There is not a fold up chair in the back of my car for me to sit and watch my children’s sporting events or practices.  I have a sensory bag of bubbles, chalk, kinetic sand, lollipops to calm an anxious child.  I bring a sensory box of rice, dried beans and toys.  Anything and everything to keep a fidgety running sensory seeking child occupied.

These items are ready to go.  Not just for sporting events.  All the time.


Of course this is not an all-inclusive list.  On a high level, this is how I see my parenting behavior has changed.  As a special needs parent I am always on alert.  My house is messier and gets broken a lot – I didn’t have curtains for years as Declan enjoyed pulling them down bringing the curtain rods and all.  Yet, as things appear to get more stressful or harder, I feel calmer.

Transitioning into special needs parenthood, I realized what was important to me in raising my kids.

Our family is safe, happy, healthy and whole.  That is perfect to me.
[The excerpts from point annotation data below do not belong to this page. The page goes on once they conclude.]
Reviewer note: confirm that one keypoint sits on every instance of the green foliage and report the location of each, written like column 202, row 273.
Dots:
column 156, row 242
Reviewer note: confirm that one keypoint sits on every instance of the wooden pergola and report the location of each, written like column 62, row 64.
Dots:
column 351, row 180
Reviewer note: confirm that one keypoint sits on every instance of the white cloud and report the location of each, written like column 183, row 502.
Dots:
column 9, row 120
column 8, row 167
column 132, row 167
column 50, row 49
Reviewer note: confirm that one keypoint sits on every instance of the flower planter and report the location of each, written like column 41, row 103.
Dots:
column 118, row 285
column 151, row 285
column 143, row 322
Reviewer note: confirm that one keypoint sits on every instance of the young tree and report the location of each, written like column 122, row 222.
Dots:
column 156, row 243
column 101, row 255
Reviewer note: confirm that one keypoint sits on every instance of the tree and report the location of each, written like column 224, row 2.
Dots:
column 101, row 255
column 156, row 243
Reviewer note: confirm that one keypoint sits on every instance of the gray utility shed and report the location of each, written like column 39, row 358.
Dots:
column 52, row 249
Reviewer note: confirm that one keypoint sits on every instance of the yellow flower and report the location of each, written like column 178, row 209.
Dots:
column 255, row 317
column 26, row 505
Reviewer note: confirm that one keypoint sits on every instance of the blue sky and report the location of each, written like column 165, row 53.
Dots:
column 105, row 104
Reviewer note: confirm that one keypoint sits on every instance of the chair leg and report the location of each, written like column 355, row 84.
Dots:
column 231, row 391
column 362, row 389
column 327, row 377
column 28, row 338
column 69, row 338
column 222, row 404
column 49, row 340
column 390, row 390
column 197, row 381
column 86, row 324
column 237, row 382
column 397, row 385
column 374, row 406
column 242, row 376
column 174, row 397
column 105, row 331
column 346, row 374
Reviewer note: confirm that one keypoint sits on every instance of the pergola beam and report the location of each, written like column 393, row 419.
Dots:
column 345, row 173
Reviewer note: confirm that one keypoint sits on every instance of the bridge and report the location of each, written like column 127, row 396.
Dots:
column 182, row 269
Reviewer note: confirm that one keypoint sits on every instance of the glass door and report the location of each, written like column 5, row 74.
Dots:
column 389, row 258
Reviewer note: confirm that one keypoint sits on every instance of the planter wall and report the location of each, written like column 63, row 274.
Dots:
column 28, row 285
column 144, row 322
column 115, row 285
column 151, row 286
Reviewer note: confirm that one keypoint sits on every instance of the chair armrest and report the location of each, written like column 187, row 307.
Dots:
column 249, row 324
2 thoughts on “Becoming a Special Needs Parent

  1. Parenting a child with special needs makes you realize that mess they create brings calm. I try not to stress over it too much, still working on that. And Tyson is only 2 1/4 years old and very strong and fast! He wears a harness if he’s walking for his safety and my peace of mind. He too has no sense of safety, he just wants to explore. I see all of this as a gift in the sense it makes me more aware of the world around us.